You will submit your homework as an R Markdown (.Rmd)
file by committing to your git repository and pushing to
GitLab. We will knit this file to produce the
.html output file (you do not need to submit the
.html, but you should make sure that it can be produced
successfully).
We will review both your .Rmd file and the
.html file. To receive full credit:
You must submit your .Rmd file on time. It must be
named exactly as specified, and it must knit without errors to produce a
.html file.
The .html file should read as a well written report,
with all results and graphs supported by text explaining what they are
and, when appropriate, what conclusions can be drawn. Your report should
not contain any extraneous material, such as leftovers from a
template.
The R code in your .Rmd file must be clear,
readable, and follow the coding
standards.
The text in your .Rmd file must be readable and use
R markdown properly, as shown in the class template
file.
Take possession of your GitLab repository in the course group on the UIowa GitLab server.

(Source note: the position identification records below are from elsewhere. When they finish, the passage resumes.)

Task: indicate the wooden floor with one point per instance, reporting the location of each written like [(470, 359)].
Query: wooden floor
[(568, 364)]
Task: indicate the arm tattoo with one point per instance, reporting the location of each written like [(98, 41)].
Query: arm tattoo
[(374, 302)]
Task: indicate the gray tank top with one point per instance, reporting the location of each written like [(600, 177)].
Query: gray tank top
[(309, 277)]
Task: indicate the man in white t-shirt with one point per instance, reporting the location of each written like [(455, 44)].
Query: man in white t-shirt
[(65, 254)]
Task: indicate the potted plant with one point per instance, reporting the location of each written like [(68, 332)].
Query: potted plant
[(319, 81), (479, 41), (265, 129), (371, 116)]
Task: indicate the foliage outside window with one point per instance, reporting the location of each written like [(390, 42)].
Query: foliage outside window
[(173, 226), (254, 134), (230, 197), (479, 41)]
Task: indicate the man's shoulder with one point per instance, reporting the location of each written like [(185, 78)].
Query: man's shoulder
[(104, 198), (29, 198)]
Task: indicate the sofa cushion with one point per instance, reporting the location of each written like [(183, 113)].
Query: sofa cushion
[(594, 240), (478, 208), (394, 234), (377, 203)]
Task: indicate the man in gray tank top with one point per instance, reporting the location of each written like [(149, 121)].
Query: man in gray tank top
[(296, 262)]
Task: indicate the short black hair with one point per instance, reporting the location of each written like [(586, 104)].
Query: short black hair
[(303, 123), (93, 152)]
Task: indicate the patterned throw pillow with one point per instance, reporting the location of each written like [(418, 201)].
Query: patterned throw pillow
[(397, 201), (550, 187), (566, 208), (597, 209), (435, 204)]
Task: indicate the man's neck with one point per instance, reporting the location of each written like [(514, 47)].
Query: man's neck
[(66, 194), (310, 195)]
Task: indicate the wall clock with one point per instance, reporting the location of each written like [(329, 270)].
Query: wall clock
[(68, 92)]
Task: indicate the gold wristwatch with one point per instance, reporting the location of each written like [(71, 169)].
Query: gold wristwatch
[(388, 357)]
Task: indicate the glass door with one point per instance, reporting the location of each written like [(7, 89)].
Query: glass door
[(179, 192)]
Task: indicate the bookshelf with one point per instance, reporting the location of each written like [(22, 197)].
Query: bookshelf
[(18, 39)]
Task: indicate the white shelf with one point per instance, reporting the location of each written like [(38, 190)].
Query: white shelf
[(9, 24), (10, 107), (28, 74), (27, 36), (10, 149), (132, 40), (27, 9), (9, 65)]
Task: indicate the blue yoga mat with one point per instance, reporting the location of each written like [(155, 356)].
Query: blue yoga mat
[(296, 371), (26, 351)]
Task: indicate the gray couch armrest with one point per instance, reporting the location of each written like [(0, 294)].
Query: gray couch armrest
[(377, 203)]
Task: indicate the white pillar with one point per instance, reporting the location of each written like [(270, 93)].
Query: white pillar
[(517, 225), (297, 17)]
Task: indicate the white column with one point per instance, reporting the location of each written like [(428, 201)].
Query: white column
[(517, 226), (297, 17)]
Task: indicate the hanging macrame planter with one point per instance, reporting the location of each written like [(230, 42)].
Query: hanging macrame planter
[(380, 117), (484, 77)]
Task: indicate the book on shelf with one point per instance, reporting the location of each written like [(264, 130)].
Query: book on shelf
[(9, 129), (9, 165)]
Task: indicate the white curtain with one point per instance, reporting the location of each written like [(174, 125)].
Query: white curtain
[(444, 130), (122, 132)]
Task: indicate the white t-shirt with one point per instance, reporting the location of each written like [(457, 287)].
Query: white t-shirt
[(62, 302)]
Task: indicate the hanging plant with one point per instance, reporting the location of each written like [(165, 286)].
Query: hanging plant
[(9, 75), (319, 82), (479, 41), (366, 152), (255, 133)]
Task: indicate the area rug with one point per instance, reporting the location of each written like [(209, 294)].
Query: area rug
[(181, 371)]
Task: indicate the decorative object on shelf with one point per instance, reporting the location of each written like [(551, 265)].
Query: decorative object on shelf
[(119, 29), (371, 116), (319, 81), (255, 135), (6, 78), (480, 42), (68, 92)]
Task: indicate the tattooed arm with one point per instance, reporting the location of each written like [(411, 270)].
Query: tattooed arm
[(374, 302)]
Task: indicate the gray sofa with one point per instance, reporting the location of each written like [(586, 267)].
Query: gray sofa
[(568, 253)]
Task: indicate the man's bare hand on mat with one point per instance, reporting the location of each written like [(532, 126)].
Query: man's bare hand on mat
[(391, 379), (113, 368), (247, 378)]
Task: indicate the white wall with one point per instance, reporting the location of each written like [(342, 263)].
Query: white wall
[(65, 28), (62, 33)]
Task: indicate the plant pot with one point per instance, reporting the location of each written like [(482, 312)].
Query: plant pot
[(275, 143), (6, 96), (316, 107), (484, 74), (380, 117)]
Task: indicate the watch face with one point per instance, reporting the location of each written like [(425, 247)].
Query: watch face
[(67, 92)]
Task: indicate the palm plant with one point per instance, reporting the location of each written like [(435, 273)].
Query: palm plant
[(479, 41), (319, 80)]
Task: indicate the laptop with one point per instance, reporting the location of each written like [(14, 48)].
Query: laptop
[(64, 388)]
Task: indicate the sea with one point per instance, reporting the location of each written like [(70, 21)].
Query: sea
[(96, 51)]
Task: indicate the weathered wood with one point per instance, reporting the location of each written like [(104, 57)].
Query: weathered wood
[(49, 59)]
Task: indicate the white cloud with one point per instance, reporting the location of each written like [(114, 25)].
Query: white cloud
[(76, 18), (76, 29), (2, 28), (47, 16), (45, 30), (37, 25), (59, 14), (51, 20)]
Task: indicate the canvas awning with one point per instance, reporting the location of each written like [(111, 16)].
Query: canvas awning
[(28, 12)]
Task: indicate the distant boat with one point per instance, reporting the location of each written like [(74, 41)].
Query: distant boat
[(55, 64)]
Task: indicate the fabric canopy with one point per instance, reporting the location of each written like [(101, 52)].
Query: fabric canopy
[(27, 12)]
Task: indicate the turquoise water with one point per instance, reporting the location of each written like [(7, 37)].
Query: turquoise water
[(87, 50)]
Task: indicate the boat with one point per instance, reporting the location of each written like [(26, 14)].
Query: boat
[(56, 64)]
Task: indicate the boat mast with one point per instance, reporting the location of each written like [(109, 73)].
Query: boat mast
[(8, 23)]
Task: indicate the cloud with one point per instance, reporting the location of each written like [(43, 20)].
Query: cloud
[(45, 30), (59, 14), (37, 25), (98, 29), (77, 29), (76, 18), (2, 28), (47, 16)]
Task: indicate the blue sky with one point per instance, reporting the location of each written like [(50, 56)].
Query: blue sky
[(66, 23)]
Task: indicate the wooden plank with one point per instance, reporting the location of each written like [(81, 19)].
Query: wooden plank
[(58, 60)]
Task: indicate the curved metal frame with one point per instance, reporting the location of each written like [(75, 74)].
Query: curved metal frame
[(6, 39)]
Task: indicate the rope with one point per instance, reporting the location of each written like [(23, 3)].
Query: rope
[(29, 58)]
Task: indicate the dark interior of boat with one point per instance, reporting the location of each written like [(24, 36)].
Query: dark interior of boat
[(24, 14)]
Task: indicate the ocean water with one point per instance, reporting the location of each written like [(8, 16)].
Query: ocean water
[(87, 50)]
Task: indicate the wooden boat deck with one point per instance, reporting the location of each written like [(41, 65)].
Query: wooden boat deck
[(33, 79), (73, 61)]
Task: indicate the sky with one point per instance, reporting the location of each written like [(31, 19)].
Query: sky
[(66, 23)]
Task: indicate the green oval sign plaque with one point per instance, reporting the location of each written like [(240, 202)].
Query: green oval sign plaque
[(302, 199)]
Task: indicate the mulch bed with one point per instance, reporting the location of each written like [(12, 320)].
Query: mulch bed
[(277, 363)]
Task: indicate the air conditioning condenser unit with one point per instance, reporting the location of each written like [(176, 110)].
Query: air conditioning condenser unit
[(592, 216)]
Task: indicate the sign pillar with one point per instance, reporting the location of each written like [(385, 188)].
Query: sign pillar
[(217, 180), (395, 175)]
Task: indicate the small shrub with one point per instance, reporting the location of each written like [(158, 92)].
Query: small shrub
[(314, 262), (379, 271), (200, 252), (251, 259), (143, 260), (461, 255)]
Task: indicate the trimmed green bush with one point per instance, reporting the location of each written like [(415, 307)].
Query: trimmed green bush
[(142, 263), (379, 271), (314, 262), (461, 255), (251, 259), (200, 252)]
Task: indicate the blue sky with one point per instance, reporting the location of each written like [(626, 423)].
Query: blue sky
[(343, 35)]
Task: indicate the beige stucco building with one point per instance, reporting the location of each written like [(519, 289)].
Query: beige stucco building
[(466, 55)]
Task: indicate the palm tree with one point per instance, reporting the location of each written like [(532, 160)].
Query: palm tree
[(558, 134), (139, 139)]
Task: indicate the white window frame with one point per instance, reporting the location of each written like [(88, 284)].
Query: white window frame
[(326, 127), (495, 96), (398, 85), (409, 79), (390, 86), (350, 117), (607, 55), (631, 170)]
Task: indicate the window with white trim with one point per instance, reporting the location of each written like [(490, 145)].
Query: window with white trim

Create a new folder called HW1 in your repository.
Use exactly this spelling with upper case letters. You
can do this in the RStudio IDE, with R’s dir.create
function, or using a shell.
In this folder, create a new Rmarkdown file called
hw1.Rmd. Again use exactly this spelling.
RStudio will give you a template, or you can use the one available here. Commit your new file to your repository. (If
you are using git in a shell you will need to use
git add before git commit).
In this file present your answers to the following problems. Your presentation should follow the pattern and guidelines in the class template file.
Using the faithful data set compute the average waiting
time between eruptions of the Old Faithful geyser. Report your
result in the a sentence of the form
faithful is X
minutes.with X replaced by the correct value computed with inline code in
your .Rmd file. Make sure to use proper markup to have
Old Faithful in italics and faithful rendered as
code (in a fixed width font with a gray backround).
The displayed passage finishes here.